Accuracy of radiographic diagnosis of acute respiratory distress syndrome among 286 participating intensivists

Variables	Before training	After training	Mean difference (95%CI)	p value
All chest radiographs
Number of correctly diagnosed cases	5.0 ± 1.8	6.6 ± 2.8	1.6 (1.2 to 2.0)	<0.001
Overall accuracy^a	42.0 ± 14.8%	55.3 ± 23.4%	13.3% (10.2 to 16.5%)	<0.001
Chest radiographs consistent with ARDS
Number of correctly diagnosed cases	2.3 ± 1.1	2.9 ± 1.1	0.6 (0.4 to 0.8)	<0.001
Diagnostic accuracy	57.5 ± 27.5%	72.5 ± 27.5%	15.0% (10.0 to 20.0%)	<0.001
Sensitivity	0.579 ± 0.285	0.726 ± 0.279	0.147 (0.105 to 0.188)	<0.001
Specificity	0.734 ± 0.209	0.783 ± 0.190	0.049 (0.018 to 0.080)	0.002
Youden’s J statistic	0.313 ± 0.347	0.509 ± 0.370	0.196 (0.140 to 0.253)	<0.001
Chest radiographs equivocal for ARDS
Number of correctly diagnosed cases	0.9 ± 1.0	1.6 ± 1.4	0.7 (0.5 to 0.8)^*	<0.001
Diagnostic accuracy	22.5 ± 25.0%	40.0% ± 35.0%	17.5% (12.5 to 20.0%)	<0.001
Sensitivity	0.219 ± 0.245	0.387 ± 0.339	0.168 (0.125 to 0.211)	<0.001
Specificity	0.824 ± 0.153	0.823 ± 0.168	−0.002 (−0.025 to 0.022)	0.883
Youden’s J statistic	0.044 ± 0.258	0.210 ± 0.407	0.166 (0.116 to 0.216)	<0.001
Chest radiographs inconsistent with ARDS
Number of correctly diagnosed cases	1.9 ± 1.1	2.2 ± 1.2	0.3 (0.2 to 0.5)	<0.001
Diagnostic accuracy	47.5 ± 27.5%	55.0 ± 30.0%	7.5% (5.0 to 12.5%)	<0.001
Sensitivity	0.462 ± 0.285	0.547 ± 0.302	0.086 (0.040 to 0.131)	<0.001
Specificity	0.572 ± 0.213	0.724 ± 0.204	0.153 (0.122 to 0.183)	<0.001
Youden’s J statistic	0.033 ± 0.301	0.271 ± 0.418	0.238 (0.181 to 0.295)	<0.001

Open in a new tab

ARDS acute respiratory distress syndrome, CI confidence interval

^* p = 0.026 vs. chest radiographs inconsistent with ARDS

^aAccuracy defined as percentage of chest radiographs interpreted correctly

Fig. 1 — Diagnostic accuracies for 12 chest radiographs for the 286 participating intensivists before and after training. Consistent, chest radiographs consistent with ARDS, as judged by the panel; equivocal, chest radiographs equivocal for ARDS, as judged by the panel; inconsistent, chest radiographs inconsistent with ARDS, as judged by the panel

Fig. 2 — Distribution of 286 intensivists by numbers of correctly diagnosed chest radiographs before and after training

Among the three categories, the diagnostic accuracy was highest for the consistent category, moderate for the inconsistent category, and lowest for the equivocal category, as demonstrated by the number of correctly diagnosed cases, diagnostic accuracy, and Youden’s J statistic (p < 0.001) (Table 2). This result was true both before and after training, except that Youden’s J statistic was similar for the equivocal and inconsistent categories before training (p = 0.593). Moreover, the improvement of diagnostic accuracy was more remarkable in the equivocal category (p = 0.024; post hoc test demonstrated significant difference among the equivocal category vs. inconsistent category) (Table 2).
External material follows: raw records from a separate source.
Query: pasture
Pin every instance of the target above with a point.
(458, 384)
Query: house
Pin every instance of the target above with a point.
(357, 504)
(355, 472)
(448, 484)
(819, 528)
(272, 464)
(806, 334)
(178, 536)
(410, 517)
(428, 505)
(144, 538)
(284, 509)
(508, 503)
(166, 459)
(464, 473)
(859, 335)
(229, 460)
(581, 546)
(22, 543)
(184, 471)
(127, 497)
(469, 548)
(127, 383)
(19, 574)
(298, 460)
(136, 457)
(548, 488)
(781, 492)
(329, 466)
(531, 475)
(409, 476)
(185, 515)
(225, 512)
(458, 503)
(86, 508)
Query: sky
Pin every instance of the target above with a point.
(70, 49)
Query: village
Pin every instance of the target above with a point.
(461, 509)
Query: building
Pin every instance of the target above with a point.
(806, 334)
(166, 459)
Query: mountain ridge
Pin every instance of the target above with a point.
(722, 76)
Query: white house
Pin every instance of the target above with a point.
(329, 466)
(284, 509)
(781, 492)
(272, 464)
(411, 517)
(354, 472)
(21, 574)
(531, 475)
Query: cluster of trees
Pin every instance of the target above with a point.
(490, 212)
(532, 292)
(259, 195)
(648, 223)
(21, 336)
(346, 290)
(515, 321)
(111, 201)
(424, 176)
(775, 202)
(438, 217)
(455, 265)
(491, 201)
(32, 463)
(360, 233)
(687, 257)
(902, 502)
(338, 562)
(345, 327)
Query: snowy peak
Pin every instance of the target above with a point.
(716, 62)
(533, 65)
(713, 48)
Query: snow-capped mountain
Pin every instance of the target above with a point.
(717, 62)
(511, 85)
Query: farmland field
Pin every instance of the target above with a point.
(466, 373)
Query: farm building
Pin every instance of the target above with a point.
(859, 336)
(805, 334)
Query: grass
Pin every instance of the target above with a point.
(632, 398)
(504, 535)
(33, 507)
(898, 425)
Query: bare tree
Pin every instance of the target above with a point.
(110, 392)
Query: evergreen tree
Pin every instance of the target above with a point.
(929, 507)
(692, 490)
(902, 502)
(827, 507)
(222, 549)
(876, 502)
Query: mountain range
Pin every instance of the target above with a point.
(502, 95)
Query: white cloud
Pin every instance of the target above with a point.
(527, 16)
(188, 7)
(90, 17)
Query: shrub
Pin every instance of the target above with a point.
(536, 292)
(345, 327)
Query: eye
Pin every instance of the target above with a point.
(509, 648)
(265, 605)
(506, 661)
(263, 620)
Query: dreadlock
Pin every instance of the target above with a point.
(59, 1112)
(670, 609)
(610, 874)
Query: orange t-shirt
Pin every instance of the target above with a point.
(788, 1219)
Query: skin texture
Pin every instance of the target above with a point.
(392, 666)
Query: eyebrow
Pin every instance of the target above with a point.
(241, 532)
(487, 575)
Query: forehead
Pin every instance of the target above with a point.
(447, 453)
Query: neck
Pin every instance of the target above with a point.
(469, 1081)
For the consistent and inconsistent categories, both diagnostic sensitivity and specificity increased significantly after training. In comparison, for the equivocal category, specificity remained unchanged (0.824 ± 0.153 vs. 0.823 ± 0.168, p = 0.883) despite a significant improvement in sensitivity (0.219 ± 0.245 vs. 0.387 ± 0.339, p < 0.001) after training (Table 2). Subgroup analyses suggested that senior physicians (i.e., those with more years of medical or intensive care practice) exhibited a marginally, despite statistically significant, better diagnostic accuracy. In addition, the aforementioned improvement in diagnostic accuracy was consistent across all subgroups, including subgroups divided by age, sex, appointment, professional degree, years of medical practice, type of ICU, years of ICU practice, and other professional background (Additional file 1: Table S1).

Inter-rater agreement on the radiographic diagnosis of ARDS

Inter-rater agreement was poor among the 286 participating intensivists. Comparisons of pre-training and post-training results revealed that training did not have any impact on inter-rater agreement, as suggested by insignificant changes in overall agreement (0.450 [95% CI, 0.397 to 0.504] vs. 0.461 [95% CI, 0.387 to 0.504], p = 0.792), Fleiss’s kappa (0.133 [95% CI, 0.058 to 0.207] vs. 0.178 [95% CI, 0.086 to 0.270], p = 0.405), and ICC (0.219 [95% CI, 0.122 to 0.449] vs. 0.276 [95% CI, 0.159 to 0.525], p = 0.470). There was no statistically significant difference in inter-rater agreement between any subgroups. In addition, we observed no improvement in inter-rater agreement after training in any subgroups (Additional file 1: Table S2).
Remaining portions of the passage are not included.